When actually constructing a maximum parsimony phylogenetic tree, one should basically prepare a phylogenetic tree for all potential topologies. Then, one tree should be selected that has the smallest number of base substitutions. This is in line with the simple concept of the maximum parsimony, that is to say, the hypothesis requiring the least number of assumptions is the best.
Apart from the maximum parsimony method, several methods of preparing phylogenetic trees have been proposed. For further details, it may be interesting to study the neighbor-joining method.
Problems of molecular phylogeny
Figure 24-3 Example of steps to construct a phylogenetic tree using the maximum parsimony method
Mitochondrial DNA (mDNA) includes approximately 16,000 bp in humans, bonobos, chimpanzees, gorillas, orangutans, and rhesus macaques, respectively. The mDNA sequences were compared between the species, according to which the phylogenetic tree was constructed by using the neighbor-joining method. The number near each branch denotes the frequency of base substitution*8. The established phylogenetic tree suggests that the bonobo and chimpanzee are the nearest neighbors, and then become more distant in the order of human, gorilla, orangutan, and rhesus macaque.

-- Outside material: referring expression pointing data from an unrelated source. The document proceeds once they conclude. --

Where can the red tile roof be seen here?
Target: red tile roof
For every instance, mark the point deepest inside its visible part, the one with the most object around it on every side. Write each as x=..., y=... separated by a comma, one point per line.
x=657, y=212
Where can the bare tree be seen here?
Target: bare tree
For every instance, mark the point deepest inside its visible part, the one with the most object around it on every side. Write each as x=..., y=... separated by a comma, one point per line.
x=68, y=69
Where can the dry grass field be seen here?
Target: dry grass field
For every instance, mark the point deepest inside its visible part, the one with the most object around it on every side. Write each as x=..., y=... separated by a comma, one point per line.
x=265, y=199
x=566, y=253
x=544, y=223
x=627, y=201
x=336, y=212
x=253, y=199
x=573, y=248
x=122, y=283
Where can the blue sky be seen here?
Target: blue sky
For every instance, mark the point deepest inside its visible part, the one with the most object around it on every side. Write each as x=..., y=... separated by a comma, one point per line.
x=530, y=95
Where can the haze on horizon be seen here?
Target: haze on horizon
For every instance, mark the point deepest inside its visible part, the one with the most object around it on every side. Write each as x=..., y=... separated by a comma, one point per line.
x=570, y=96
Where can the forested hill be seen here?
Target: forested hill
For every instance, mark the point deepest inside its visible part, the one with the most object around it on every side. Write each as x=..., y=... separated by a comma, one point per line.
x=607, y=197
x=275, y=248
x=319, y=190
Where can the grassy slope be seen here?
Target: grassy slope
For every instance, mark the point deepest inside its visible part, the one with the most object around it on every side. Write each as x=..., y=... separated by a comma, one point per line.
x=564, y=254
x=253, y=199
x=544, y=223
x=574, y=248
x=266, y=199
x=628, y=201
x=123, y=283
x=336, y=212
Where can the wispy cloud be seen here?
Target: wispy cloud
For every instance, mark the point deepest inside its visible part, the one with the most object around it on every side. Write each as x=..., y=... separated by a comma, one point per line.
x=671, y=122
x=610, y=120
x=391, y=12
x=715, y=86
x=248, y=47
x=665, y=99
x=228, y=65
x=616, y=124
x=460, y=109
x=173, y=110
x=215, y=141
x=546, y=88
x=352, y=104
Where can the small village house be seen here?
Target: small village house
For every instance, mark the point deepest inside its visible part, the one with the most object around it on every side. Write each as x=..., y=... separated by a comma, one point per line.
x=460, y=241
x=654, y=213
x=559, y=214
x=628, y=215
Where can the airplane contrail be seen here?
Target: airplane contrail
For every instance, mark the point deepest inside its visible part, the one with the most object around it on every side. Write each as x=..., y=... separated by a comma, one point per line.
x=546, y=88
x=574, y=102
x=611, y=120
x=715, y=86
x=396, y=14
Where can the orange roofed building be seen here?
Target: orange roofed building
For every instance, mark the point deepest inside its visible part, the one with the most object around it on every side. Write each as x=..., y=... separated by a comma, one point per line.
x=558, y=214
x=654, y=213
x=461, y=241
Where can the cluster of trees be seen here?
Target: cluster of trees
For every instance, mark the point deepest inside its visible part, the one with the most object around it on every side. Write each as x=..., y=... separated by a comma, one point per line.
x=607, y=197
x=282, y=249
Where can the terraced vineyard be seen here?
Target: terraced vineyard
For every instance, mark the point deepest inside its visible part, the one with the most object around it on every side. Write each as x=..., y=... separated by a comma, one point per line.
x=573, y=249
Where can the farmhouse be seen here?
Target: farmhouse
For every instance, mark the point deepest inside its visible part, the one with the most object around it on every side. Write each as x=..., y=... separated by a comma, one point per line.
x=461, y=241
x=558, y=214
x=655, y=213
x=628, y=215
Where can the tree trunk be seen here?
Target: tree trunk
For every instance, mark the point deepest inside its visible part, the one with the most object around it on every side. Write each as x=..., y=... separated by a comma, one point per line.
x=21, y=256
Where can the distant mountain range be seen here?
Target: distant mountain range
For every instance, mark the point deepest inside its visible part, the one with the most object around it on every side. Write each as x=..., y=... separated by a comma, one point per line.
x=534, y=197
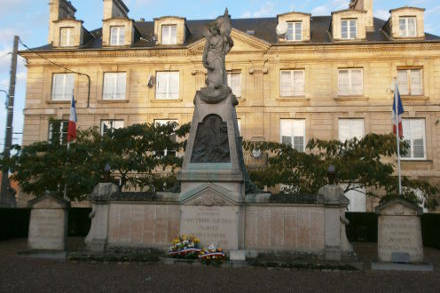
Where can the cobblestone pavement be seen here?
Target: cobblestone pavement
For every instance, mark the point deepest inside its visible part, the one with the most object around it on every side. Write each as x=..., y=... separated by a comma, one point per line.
x=24, y=274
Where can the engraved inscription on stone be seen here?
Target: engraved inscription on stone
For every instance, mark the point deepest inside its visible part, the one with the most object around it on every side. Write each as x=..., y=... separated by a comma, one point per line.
x=47, y=229
x=218, y=225
x=401, y=235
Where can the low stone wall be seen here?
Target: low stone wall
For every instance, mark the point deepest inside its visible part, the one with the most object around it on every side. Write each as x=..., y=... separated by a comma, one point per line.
x=143, y=224
x=267, y=227
x=296, y=227
x=262, y=223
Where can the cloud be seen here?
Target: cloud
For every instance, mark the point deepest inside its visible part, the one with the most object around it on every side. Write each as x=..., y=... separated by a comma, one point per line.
x=382, y=14
x=10, y=5
x=268, y=9
x=321, y=10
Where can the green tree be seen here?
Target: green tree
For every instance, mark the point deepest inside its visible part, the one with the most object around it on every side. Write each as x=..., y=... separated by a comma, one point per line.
x=367, y=164
x=134, y=154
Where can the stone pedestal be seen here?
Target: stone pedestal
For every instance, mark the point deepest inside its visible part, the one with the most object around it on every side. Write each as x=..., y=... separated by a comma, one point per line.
x=97, y=238
x=399, y=232
x=48, y=223
x=335, y=237
x=213, y=153
x=212, y=176
x=209, y=213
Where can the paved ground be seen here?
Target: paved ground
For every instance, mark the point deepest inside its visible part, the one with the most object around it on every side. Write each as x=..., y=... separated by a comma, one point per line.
x=23, y=274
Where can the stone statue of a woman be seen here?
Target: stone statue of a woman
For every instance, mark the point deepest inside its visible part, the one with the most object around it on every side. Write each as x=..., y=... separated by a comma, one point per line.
x=218, y=44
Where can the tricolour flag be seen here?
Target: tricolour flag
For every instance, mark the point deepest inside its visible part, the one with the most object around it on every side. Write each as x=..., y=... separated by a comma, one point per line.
x=397, y=112
x=71, y=131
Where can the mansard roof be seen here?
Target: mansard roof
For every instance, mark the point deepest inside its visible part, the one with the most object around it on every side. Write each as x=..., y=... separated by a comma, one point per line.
x=261, y=28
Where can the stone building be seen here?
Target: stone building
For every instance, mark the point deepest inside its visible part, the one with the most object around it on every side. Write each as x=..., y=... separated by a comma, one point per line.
x=297, y=76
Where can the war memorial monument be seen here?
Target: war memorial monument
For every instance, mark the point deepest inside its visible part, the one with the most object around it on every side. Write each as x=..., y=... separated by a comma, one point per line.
x=217, y=201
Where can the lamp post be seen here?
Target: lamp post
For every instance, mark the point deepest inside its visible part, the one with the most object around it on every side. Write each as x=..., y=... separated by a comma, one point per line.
x=7, y=98
x=7, y=198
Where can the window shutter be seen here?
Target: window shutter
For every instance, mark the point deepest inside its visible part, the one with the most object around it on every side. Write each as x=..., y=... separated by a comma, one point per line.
x=298, y=134
x=412, y=27
x=353, y=29
x=286, y=89
x=344, y=29
x=174, y=85
x=419, y=148
x=416, y=82
x=356, y=81
x=173, y=36
x=290, y=31
x=402, y=82
x=161, y=85
x=298, y=31
x=343, y=82
x=298, y=88
x=287, y=140
x=108, y=86
x=121, y=85
x=402, y=27
x=113, y=35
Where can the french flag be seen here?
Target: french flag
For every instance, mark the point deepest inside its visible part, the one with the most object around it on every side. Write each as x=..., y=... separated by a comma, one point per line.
x=71, y=131
x=397, y=112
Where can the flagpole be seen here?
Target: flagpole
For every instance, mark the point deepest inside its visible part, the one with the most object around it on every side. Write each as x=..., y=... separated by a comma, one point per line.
x=68, y=147
x=396, y=122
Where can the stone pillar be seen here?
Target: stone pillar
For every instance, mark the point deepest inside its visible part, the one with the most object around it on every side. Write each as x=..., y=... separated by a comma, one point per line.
x=97, y=238
x=399, y=232
x=335, y=238
x=48, y=223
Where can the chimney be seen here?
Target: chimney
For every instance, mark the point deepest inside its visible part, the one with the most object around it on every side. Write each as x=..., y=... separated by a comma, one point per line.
x=115, y=9
x=58, y=10
x=366, y=5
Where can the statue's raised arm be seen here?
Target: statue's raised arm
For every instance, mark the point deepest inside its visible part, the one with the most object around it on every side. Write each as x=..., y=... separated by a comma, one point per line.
x=218, y=44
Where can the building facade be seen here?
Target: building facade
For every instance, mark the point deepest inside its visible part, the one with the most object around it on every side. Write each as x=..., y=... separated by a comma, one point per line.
x=297, y=76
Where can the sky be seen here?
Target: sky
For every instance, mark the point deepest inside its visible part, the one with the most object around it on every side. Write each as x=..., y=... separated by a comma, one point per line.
x=29, y=20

*8 Denotes the probability of base substitution of a species of interest at the same position as that of a base extracted from the reference species. The closer the probability approaches to 0, the closer the species are. The closer the probability approaches to 1, the greater the difference is. When comparing the base substitution frequency of organisms in this drawing, the lengths of the branches in between must be combined.
In this way, as long as genetic information is available, the evolution of species can be compared objectively without interference of the subjective views of humans. However, this method has not just advantages but also disadvantages. First, comparative methods applying genome sequences cannot be used for extinct species. With the techniques presently available, it is extremely difficult to extract DNA from fossils. Even if an organism has been acquired from an amber fossil with its original form intact, the DNA found in this organism would be heavily fragmented and could not be used for analysis.
Another serious problem of comparison on the genome level is that the speed of gene mutation is not uniform and follows different molecular clocks. In other words, the frequencies of base substitutions are not uniform depending on the gene used or species. Thus, it is “risky” to discuss the time of species divergence (absolute age of divergence) in phylogenetic trees solely on the basis of gene sequence comparisons.
The age of a fossil and the environment it lived in can be estimated by isotopic age determination and by the stratum from which the fossil was found. Fossil information is therefore essential for determining the absolute age of divergence of molecular phylogenetic trees. In addition, fossils provide important information when discussing the evolution and phylesis of extinct species. In this regard, it is safer to discuss general evolution by combining estimates of molecular evolution based on genome comparison with evidence obtained from fossil information.